Il convient de distinguer le plagiat de l’imitation d’un simple procédé stylistique par l’IA générative. En musique, cela signifie que les techniques de composition et les styles peuvent être imités tant qu’aucune partie concrète d’une œuvre n’est plagiée. Les progressions d’accords, c’est-à-dire la combinaison et la succession d’accords, ne peuvent pas non plus être protégées.
L’utilisation de la musique générée par l’IA est-elle équitable?
Pour qu’un modèle musical tel que celui de Suno puisse générer des chansons, il doit avoir été préalablement entraîné à l’aide d’un grand nombre de chansons créées par des humains, ce qui, jusqu’à présent, s’est fait en grande partie sans l’accord des ayants droit. L’utilisation d’œuvres protégées par le droit d’auteur comme données d’entraînement pour les systèmes d’IA est entourée d’une grande incertitude juridique; la situation juridique doit être clarifiée à cet égard.
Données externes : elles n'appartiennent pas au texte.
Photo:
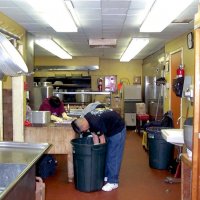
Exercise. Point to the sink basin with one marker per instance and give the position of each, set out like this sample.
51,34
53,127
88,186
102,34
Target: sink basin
8,173
174,136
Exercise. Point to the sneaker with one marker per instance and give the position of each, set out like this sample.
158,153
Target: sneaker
109,187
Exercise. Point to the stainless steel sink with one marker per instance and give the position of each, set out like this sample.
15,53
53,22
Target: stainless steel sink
9,172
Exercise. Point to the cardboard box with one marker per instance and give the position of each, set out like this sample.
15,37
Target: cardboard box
140,108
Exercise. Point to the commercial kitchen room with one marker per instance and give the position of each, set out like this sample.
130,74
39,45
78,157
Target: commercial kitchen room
159,76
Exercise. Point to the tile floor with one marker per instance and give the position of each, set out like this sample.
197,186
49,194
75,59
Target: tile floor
137,180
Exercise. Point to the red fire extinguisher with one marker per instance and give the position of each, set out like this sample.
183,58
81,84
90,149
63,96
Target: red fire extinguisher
180,71
100,84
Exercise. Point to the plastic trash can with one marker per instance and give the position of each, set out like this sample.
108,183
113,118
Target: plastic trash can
160,151
89,164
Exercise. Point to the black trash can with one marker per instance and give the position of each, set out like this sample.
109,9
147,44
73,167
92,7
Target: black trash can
89,164
160,151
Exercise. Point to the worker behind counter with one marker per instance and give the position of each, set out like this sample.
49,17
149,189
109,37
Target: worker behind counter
56,107
110,124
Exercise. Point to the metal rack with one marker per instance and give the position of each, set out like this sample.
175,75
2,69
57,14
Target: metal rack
84,92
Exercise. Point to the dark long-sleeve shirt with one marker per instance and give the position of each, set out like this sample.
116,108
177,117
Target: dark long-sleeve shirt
105,122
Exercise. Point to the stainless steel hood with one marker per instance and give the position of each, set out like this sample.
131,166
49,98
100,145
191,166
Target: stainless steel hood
11,62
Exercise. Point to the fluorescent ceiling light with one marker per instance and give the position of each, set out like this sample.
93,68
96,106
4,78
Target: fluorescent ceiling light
136,45
162,13
53,47
55,13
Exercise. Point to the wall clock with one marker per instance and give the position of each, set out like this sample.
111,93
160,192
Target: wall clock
190,42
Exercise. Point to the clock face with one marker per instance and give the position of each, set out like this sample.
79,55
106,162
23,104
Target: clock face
190,40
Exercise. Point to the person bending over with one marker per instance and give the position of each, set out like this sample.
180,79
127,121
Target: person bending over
110,124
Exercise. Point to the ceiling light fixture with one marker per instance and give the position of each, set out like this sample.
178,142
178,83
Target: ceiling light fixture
55,13
53,47
135,46
162,13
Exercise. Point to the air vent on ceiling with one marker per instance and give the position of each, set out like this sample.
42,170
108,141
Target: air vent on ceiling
102,43
182,21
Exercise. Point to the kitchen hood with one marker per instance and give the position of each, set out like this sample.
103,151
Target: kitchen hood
11,62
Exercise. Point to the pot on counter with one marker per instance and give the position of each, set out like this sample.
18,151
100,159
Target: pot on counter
83,98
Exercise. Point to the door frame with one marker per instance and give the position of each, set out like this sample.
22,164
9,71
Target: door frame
170,80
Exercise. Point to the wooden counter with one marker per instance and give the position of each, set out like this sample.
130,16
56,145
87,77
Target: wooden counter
186,177
58,136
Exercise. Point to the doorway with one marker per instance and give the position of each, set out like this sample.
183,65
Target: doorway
175,102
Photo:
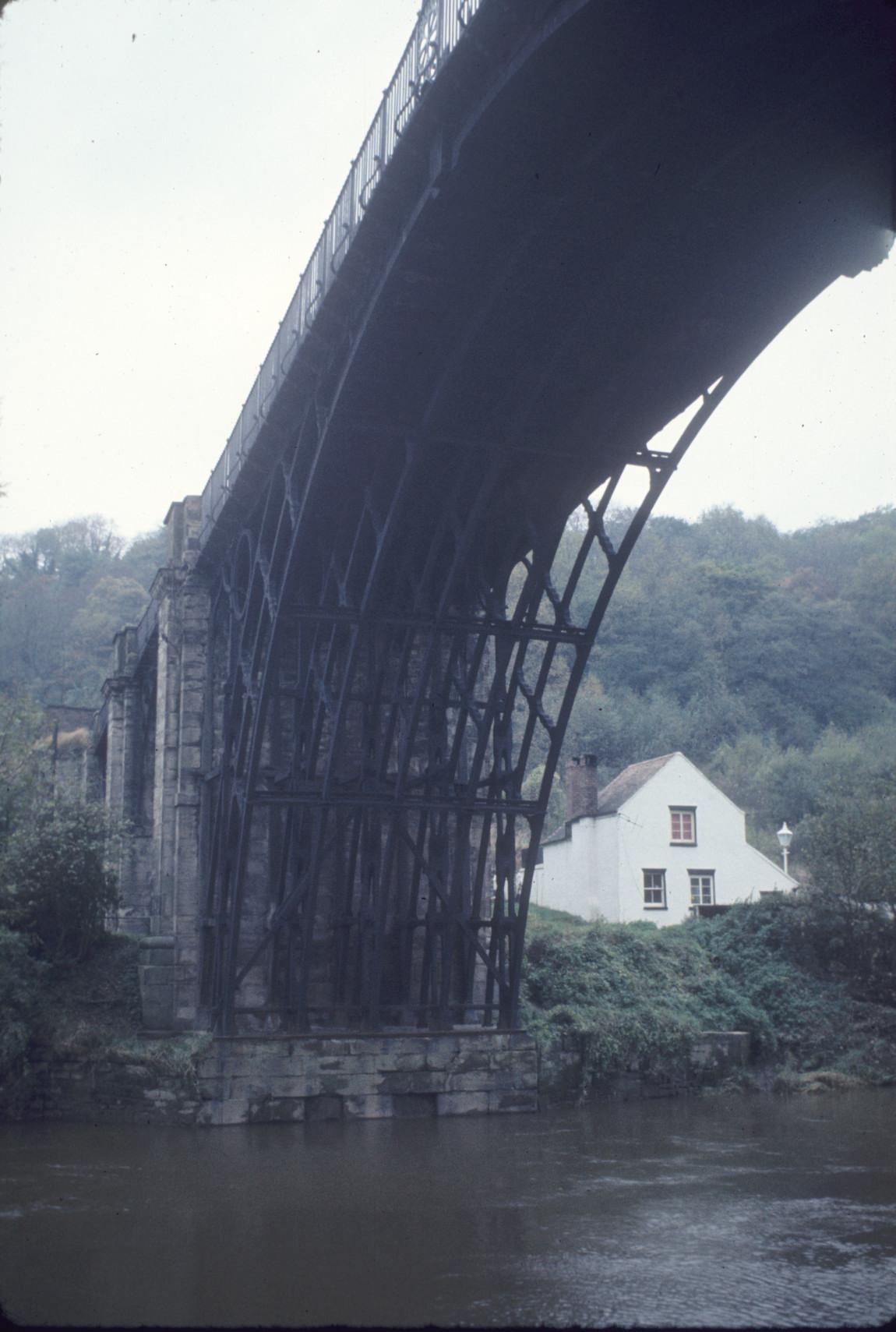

Une étude menée par la CISAC, l’organisation internationale qui chapeaute les sociétés de gestion collective, estime que dans le contexte réglementaire actuel, les contenus générés par l’IA auront un impact financier considérable sur le secteur créatif. Le chiffre d’affaires des entreprises spécialisées dans l’IA augmente chaque année de plusieurs millions, alors que dans le même temps les revenus des auteurs/trices diminuent de plus de 20%.
Les outils d’IA générative tels que Suno ou Udio fonctionnent sans le consentement des compositeurs/trices, auteurs/trices, arrangeurs/euses, interprètes, éditeurs/trices, labels, etc., sans divulgation des données d’entraînement et sans paiement de droits de licence. C’est pourquoi il est urgent de mettre en place un cadre juridique équitable pour la création culturelle.
La situation juridique actuelle comporte également diverses incertitudes quant à l’utilisation de contenus générés par l’IA en dehors de la sphère privée, qu’il s’agisse de violations éventuelles du droit d’auteur sous forme de plagiat ou d’infractions aux conditions contractuelles (parfois différentes) des fournisseurs d’IA, des plateformes de streaming ou des agrégateurs.